Stop cold emailing. Stop sending Linkedin invites and messaging the minute the request is accepted.
If there is a time to be more personal, more human, it’s now.
The same goes for the way you approach your pipeline. It’s probably not wise to send out follow-ups that are sequenced and take little to no effort from your end.
Remember, these folks want to give you their business. At the very least, they deserve understanding and empathy from your end. If someone was ready to purchase and can’t right now and would like to revert back later on, that’s fine.
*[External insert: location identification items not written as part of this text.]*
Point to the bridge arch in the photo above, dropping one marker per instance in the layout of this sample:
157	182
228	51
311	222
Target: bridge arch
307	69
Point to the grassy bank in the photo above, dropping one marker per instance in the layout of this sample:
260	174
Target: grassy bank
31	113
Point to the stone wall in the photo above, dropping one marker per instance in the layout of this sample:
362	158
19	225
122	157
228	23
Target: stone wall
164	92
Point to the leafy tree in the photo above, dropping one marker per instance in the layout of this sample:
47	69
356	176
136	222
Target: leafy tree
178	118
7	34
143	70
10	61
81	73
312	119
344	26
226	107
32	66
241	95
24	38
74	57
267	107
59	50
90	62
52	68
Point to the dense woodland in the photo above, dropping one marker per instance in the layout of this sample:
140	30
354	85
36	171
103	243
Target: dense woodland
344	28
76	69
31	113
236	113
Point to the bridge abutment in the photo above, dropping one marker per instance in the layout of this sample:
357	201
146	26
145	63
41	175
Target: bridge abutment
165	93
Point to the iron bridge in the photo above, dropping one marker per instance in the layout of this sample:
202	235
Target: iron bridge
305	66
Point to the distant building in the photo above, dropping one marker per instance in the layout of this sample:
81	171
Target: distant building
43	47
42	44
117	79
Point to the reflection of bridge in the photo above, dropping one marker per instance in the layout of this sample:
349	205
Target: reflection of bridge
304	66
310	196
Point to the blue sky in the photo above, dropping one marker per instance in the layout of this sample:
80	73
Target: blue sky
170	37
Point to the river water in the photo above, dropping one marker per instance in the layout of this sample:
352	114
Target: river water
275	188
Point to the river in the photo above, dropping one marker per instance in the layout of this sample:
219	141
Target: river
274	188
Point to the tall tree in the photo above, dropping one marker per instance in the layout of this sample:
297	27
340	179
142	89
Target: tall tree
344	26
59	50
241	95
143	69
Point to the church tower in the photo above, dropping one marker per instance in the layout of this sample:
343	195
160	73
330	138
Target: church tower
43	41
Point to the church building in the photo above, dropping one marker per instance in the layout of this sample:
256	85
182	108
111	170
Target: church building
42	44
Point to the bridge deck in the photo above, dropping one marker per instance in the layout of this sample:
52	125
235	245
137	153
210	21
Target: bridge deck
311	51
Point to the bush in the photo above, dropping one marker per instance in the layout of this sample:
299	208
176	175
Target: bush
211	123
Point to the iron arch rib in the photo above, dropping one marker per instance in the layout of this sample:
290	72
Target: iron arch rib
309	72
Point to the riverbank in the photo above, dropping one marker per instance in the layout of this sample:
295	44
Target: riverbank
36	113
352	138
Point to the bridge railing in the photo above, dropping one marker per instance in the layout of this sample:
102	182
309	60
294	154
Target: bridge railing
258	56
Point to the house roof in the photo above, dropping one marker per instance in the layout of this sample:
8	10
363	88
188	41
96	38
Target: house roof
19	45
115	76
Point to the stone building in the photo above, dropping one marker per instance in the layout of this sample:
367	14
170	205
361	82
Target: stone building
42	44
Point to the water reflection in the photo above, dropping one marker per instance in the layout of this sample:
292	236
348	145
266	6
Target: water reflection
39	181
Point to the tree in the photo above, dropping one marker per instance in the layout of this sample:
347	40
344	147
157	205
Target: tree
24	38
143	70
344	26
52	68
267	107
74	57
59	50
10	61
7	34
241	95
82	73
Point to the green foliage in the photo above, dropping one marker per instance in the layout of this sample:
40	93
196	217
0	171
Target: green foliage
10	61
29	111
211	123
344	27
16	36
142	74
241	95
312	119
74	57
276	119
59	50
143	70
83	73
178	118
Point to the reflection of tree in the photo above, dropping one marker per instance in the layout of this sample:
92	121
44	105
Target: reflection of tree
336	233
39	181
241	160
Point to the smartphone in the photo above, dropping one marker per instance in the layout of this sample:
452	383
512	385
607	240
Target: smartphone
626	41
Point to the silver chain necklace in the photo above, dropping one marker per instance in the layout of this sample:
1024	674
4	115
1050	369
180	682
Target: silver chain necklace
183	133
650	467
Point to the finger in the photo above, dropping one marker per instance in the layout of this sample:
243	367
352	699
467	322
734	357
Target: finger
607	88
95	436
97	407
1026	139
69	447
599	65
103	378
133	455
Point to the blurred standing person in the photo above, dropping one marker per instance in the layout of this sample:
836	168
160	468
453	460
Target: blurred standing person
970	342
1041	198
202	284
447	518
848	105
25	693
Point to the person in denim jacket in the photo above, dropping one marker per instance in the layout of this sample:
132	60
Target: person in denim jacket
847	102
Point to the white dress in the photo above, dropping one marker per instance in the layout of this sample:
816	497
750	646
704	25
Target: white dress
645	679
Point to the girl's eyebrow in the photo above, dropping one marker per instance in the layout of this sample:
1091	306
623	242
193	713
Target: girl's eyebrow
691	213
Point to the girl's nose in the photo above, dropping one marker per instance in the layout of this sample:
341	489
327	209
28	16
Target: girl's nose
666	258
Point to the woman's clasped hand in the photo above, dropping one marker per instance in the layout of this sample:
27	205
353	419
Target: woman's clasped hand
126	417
Our job as salespeople right now (like always) is to be understanding and assist our prospects anyway we can and add value in their day to day.
Schedule a call with them, but rather than asking when will they be ready to buy, ask them how they are coping with everything instead. Have a conversation about anything other than your product.
You need to build trust and establish rapport in order to sell even in the best of times. So, being extra empathetic during a crisis seems to be the natural way to proceed, right?
Don’t be desperate, because your bottom line is taking a hit right now. Goals can be caught up on later on, but by being pushy in times like these, you risk losing the customer altogether because you show a lack of empathy. Desperation reeks and it’s just not good business.
Remember, nobody has a blueprint for how to go about selling in times like these.
Especially, since we never experienced a global crisis like COVID-19 in modern history. So the best way to approach this pandemic is to try different things and see what sticks. Keep selling and stay positive. This too shall pass!